People are getting ready for our Fair Isle Knitalong over in the Lounge. Needles up on February 1!

 

13 Comments

  • I’ve done Fair Isle flat and, look, I’m alive! There was a reason for it which escapes me now. (Ann, stop grinding your teeth like that.)

  • I was an early adopter of Fruity Knitting as well. Love your review!

  • I’ve recently discovered Fruity Knitting — in fact, I just did a blog post recommending it yesterday, funnily enough! I loved the fair isle episode — and that fabulous Ozzie and Harriet episode 😀

  • I do not understand this aversion to purling and flat knitting. Where is it written that we all have to use circular needles and steeks? I have knitted very complex stranded patterns, Fair Isle and non-symmetrical celtic designs. The purl side was no more difficult than the knit side. It’s just what you are used to, I guess.

    • Shandy,
      I’m swatching a couple of Marie Wallin sweaters with Fair Isle in the flat. Did you have any resources for purling with two hands? I am having trouble holding both strands at once.

  • Fruity Knitting, Episode 6, cutting a steek, Scotch involved coincidentally! Don’t have the climate to wear knitwear of this density but so enjoy learning and the great range of information in each episode.

    • LOVED the steek-cutting episode! Result of the final snip pretty spectacular. MDK put me on to FK a while ago. And I too am a proud patron. Andrew and Andrea are absolutely worthy of our support!

  • I’m a proud FK patron! Check out their Patreon page to contribute!
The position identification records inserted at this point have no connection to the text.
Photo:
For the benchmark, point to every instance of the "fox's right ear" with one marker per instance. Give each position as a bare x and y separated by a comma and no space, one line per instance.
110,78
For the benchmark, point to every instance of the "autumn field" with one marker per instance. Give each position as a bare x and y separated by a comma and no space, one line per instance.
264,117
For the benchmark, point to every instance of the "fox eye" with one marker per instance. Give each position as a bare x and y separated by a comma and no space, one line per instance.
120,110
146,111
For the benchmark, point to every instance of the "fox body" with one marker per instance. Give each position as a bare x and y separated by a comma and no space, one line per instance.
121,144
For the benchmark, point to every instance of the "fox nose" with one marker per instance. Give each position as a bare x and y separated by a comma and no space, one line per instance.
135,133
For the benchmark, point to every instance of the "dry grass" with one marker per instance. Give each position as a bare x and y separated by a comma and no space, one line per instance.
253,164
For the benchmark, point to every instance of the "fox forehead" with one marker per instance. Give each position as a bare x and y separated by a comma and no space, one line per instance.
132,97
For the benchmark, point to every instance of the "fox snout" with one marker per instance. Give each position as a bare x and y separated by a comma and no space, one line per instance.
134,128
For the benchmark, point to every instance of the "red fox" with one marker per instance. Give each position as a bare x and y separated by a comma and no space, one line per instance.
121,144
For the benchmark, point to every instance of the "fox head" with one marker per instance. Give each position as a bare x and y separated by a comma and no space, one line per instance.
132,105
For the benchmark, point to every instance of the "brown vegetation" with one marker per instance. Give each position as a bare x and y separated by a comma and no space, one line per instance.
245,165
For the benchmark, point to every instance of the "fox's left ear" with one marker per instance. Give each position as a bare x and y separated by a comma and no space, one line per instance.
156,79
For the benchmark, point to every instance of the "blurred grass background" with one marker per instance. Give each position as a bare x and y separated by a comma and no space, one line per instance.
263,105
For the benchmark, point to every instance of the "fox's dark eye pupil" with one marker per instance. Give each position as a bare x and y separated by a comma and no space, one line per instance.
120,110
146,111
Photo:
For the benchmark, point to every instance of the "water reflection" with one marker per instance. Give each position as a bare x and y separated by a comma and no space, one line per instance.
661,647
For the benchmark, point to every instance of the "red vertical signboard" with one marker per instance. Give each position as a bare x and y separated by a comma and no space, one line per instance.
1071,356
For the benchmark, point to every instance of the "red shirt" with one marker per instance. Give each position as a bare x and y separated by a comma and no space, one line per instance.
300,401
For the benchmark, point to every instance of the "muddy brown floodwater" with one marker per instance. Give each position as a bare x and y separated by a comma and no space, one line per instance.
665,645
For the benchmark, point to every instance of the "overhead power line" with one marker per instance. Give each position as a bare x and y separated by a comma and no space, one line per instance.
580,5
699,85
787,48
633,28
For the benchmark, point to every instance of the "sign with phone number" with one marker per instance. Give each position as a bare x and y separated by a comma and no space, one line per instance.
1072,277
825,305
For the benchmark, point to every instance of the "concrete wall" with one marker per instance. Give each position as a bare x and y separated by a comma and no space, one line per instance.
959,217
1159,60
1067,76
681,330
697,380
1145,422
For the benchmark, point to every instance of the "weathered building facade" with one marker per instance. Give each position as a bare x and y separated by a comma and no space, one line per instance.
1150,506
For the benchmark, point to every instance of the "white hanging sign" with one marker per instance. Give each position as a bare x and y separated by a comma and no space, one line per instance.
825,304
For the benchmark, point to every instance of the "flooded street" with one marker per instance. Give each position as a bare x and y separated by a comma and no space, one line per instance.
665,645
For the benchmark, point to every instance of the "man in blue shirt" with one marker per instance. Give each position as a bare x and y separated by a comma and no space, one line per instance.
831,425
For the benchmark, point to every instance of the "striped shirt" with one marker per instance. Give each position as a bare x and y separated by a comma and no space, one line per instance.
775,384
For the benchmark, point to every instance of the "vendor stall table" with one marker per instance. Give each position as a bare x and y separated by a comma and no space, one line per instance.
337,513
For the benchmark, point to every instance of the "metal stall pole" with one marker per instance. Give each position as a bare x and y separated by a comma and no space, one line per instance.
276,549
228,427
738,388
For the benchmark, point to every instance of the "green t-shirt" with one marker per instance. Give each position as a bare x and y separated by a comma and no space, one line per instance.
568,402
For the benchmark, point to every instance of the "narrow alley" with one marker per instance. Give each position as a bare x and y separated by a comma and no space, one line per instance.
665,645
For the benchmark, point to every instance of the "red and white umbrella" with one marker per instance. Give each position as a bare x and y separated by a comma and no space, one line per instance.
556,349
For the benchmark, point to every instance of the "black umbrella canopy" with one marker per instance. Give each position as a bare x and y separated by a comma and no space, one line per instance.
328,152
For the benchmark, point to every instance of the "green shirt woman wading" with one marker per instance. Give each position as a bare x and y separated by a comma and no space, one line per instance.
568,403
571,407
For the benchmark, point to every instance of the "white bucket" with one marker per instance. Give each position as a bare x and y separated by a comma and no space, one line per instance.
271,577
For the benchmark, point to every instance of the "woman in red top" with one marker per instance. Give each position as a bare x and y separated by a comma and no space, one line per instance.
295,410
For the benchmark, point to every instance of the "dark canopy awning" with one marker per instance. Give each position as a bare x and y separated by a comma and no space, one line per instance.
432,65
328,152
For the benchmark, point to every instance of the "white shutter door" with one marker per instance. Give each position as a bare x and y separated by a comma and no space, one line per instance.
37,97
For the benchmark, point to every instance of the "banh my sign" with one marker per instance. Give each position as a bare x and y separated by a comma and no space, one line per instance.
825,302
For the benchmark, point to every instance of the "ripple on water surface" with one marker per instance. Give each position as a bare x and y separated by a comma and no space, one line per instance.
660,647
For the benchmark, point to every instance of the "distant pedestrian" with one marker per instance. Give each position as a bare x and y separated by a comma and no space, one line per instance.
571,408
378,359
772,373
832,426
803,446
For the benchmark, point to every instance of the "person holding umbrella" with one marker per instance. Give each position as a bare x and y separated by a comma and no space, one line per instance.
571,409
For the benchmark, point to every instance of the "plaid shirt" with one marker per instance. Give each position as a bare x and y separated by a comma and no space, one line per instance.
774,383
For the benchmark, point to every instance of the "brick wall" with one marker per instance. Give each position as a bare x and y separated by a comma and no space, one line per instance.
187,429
  • I have come to really enjoy stranded knitting, whether Fair Isle, Icelandic yoke, or other. I haven’t done much intarsia, but my insane project last spring was a pair of fingerless gloves from a free pattern (Whose Side Are You On?, available via Ravelry). They sport Fair Isle-type stranded colorwork in the round in blue and black….no big deal. But they also have, on the backs of the hands, a round medallion that is half Captain America’s shield and half Iron Man’s arc reactor. In red, white, blue, and black. I opted to be completely bat-sh*t crazy and combine stranding in the round WITH intarsia in the round. The blue and black go all the way around every round, because they are in the back AND front of the hand. The red and white go back and forth as intarsia, because they are used only on the back of the hand.

    Intarsia in the round totally is doable. I just think maybe I’ve done it for the last time (which actually was my second, because I knitted a pair of socks with intarsia roses on the cuffs, the York and Lancaster pattern by Tsock Tsarina). I found the slipping stitches, twisting yarns, working backwards, and such got tedious quickly. On the other hand, the results are STUNNING. Those little gloves probably were my biggest knitting challenge yet, and I’ve knitted queen-sized bed sized allover lace shawls in cobweb yarn. I wore the gloves with pride to the Captain America: Civil War premiere with my Black Widow cosplay. I wear them every chance I get, because they’re awesome.

    • They sound incredible! Off to rav-stalk you so I can get a glimpse of ’em.

  • I was a huge and early proponent of intarsia ITR – at one point I had instructions for four different methods posted on my knit-blog. All it takes is hearing someone say “it can’t be done in knitting” and I’m off to disprove it! 😉

  • In one of Fruitty Knitting’s early episodes Andrew knitted a vest by Martin Storey that I believe was called Welk. I have gone to his website and cannot find the pattern. DO you have any suggestions on how I should proceed?

  • Oh Dear, I can’t spell. It’s “Whelk”, not “Welk;” “User error” as usual! Please disregard my previous comment.